Two roads diverged in a yellow wood,
And sorry I could not travel both
And be one traveler, long I stood
And looked down one as far as I could
To where it bent in the undergrowth;
Then took the other, as just as fair,
And having perhaps the better claim,
Because it was grassy and wanted wear;
Though as for that the passing there
Had worn them really about the same,
And both that morning equally lay
In leaves no step had trodden black.
Oh, I kept the first for another day!
Yet knowing how way leads on to way,
I doubted if I should ever come back.
I shall be telling this with a sigh
Somewhere ages and ages hence:
Two roads diverged in a wood, and I—I took the one less traveled by,
And that has made all the difference.
A beautiful thought on how an individual faces choices in life, standing at a crossroad. This poem is about how difficult it is to be satisfied with how one lives.
The poet,indeed, draws the audience’s attention at how choices can be difficult to be accepted,as while deciding,one overlooks,or rather has to sacrifice the other option which can be more exquisite, but one will never know. Indeed, in the poem,the poet personna prefers the one less trodden as he doubts the one which has been much used. He presumes that the novelty of the road will ensure more success and delight.
The poem is, as well, anecdotal, hinting to the fact that it has inspired from a walk Robert Frost has had with his English-Welsh friend Edward Thomas. The latter complained about having a life-route which less satisfactorily flourishing. Thomas used to sigh at each of exclamations, which Frost found quixotic. Following which he would tease Thomas,saying that the latter would never enjoy his present as he would forever regret his decision,thus missing out the opportunities offered by his decision. A poet,in the real sense of the word, showcases the everyday realities. Here, we have Frost being concerned about his friend treats his decision, overlooking his life but distressing over the unknown.
The central theme of ‘The Road not Taken’ is how it is impossible to determine where a crucial decision can lead one and the repercussions. One,then, often wonders what the other option, the road not taken, will have led to. Then one indulges into emotional upheavals, even hypothetically, that the raod not taken may have been better or worse.
The poem consists of four stanzas, or rather a quintrain (stanza having five lines each). The poem, which looks so simple,holds a traditional rhyme scheme of ABAAB.Yet, on a closer look, the poem is actually metaphorical in composition. It figuratively speaks about how the walker faces two roads and chooses the one that has been least taken. Many, in real life, face this fork of roads or choices, wherein a simple decision can change the course of life, usually forever.
If the tone is usually thoughtful, the poet keeps swinging, jumping from one track to the other. The tone highlights on the innuendos of life, which keep on haunting the decision-maker: ‘what if…’ One keeps on asking oneself as one is human. It is altogether natural for humans to be confounded, yet inquisitive; sure yet unsure; and always comparing the decisions/choices,if an ounce of doubts crops up.

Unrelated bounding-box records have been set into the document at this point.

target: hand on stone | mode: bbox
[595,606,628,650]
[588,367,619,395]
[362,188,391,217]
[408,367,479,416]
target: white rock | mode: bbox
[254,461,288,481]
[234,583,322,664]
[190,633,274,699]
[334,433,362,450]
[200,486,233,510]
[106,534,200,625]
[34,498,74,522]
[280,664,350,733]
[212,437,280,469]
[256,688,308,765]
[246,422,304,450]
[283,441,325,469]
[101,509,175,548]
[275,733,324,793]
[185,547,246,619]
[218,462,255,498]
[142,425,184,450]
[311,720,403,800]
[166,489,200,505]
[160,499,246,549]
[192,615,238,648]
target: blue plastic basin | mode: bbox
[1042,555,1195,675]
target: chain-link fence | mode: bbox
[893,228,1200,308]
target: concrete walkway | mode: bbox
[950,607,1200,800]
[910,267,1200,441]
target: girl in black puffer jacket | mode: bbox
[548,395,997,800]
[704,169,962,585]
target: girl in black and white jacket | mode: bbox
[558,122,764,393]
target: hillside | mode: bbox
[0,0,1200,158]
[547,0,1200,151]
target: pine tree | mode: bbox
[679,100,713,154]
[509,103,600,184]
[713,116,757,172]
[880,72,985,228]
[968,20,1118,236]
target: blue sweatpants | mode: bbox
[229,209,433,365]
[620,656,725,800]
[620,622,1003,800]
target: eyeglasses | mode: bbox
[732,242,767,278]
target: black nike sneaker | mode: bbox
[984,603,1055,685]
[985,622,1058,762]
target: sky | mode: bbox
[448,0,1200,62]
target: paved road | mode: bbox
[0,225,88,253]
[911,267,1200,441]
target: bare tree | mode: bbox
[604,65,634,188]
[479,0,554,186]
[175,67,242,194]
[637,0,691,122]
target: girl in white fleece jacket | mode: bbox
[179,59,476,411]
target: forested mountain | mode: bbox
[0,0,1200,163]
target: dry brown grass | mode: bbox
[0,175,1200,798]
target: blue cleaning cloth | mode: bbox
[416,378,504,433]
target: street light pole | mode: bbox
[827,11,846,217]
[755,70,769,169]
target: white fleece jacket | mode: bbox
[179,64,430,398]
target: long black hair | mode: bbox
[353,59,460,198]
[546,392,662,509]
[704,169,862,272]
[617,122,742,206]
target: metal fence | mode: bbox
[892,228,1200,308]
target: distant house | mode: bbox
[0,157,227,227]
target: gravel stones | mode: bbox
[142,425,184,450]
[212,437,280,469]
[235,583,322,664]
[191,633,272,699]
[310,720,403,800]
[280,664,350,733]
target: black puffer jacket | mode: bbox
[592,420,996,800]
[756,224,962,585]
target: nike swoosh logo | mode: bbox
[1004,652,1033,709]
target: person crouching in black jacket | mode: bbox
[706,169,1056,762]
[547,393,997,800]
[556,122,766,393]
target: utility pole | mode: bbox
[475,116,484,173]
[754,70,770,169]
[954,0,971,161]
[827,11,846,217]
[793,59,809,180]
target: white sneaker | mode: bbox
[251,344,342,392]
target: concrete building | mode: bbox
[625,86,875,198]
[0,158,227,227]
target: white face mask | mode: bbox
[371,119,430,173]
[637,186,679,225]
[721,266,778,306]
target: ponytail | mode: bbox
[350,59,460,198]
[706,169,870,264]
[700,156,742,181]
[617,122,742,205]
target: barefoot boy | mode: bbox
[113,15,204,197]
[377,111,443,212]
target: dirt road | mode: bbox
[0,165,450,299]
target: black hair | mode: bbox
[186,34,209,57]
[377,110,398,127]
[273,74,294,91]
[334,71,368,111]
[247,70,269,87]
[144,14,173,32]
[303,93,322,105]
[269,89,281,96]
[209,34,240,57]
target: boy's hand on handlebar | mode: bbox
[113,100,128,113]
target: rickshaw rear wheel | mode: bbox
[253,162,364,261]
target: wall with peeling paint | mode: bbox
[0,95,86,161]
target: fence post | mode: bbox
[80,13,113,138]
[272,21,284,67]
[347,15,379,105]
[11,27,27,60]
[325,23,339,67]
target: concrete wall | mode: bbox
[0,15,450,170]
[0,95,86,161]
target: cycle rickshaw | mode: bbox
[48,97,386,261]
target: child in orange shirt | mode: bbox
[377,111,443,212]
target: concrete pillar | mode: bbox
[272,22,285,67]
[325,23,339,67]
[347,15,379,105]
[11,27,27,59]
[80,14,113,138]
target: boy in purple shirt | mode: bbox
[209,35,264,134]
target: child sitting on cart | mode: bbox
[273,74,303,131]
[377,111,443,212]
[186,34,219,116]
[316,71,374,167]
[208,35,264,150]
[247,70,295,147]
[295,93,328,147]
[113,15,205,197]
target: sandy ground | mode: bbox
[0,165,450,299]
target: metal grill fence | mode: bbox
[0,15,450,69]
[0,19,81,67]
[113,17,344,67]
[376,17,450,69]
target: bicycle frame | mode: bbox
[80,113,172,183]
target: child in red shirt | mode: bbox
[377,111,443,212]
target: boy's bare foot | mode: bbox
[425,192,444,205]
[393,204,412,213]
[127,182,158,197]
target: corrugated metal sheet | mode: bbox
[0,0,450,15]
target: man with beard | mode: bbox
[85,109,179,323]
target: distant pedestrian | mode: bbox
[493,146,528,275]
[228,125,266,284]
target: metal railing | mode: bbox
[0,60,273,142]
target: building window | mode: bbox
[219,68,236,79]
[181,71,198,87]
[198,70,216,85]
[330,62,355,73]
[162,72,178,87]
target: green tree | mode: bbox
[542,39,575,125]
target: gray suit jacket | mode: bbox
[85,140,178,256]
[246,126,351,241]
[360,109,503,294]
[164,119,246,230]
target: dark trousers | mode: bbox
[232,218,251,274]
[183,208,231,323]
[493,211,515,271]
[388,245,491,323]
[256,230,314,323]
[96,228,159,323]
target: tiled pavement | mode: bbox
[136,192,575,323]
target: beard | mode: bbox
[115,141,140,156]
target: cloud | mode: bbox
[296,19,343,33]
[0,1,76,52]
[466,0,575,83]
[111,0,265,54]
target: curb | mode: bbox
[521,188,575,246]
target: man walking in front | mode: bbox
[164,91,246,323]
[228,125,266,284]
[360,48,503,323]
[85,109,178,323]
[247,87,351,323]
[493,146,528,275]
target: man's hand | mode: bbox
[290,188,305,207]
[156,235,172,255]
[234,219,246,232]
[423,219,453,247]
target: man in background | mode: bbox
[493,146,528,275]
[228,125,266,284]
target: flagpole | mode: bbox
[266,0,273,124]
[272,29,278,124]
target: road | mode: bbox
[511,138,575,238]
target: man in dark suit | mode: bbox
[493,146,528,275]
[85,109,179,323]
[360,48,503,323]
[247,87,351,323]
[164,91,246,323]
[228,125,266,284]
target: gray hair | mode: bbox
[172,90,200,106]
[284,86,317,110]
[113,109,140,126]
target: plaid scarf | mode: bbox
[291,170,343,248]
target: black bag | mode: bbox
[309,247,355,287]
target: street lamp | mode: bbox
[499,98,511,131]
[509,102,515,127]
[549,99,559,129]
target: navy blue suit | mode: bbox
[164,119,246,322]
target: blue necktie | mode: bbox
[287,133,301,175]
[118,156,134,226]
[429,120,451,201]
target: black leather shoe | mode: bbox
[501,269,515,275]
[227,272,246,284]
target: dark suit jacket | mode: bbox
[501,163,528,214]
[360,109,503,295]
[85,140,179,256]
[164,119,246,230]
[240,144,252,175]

Hence the tone becomes meditative. The poetic persona stands there questioning the two options, weighing the good and the bad, the certitudes versus the incertitudes in a rational way. He feels that missing a point or idea will drain any possibities of success. The unknown worries him. At the outset, the speaker opts for the road which is less travelled, as this is how he likes life to be: unburdened of unwanted details and he prizes his solitude. On ‘the road not taken’ , he believes that he will be undisturbed as he adores his solitude,that is his tranquility. Motivated by a selfish pursuit, he makes his decision. Then he questions himself, longing to know ‘what if…’
Then his mood becomes philosophical,when he grasps the gist of his decision: he has chosen the least used road. The kernel of his angst is not whether he may be right or wrong, but whether he will regret his decision. He suffers as he knows that ages after he will keep on asking himself ‘what if…’ Life decisions are troublesome when one faces the predicament of self-doubts.
Hence this suggests that the poem is quite light-hearted, but it is in truth a reflection of how mostly feel when facing life-choices. The decision-maker keeps on reminiscing on what he has missed and what he will have achieved if he had opted for the road not taken.
The essence of the poem is not the uniqueness presented by the fact that the road is not much used,but the quandary of choosing,which is very much nightmarish for any individual. The person,then, lives in the ‘what if…’ mode : what if the other choice was better?
Frost himself has had harsh decisions to face and he pens the heaviness which such choices may have on one’s life journeys. He,therefore, explores the feeling of angst when one continues to question the unknown,instead of relishing the known,that is the taken decisions.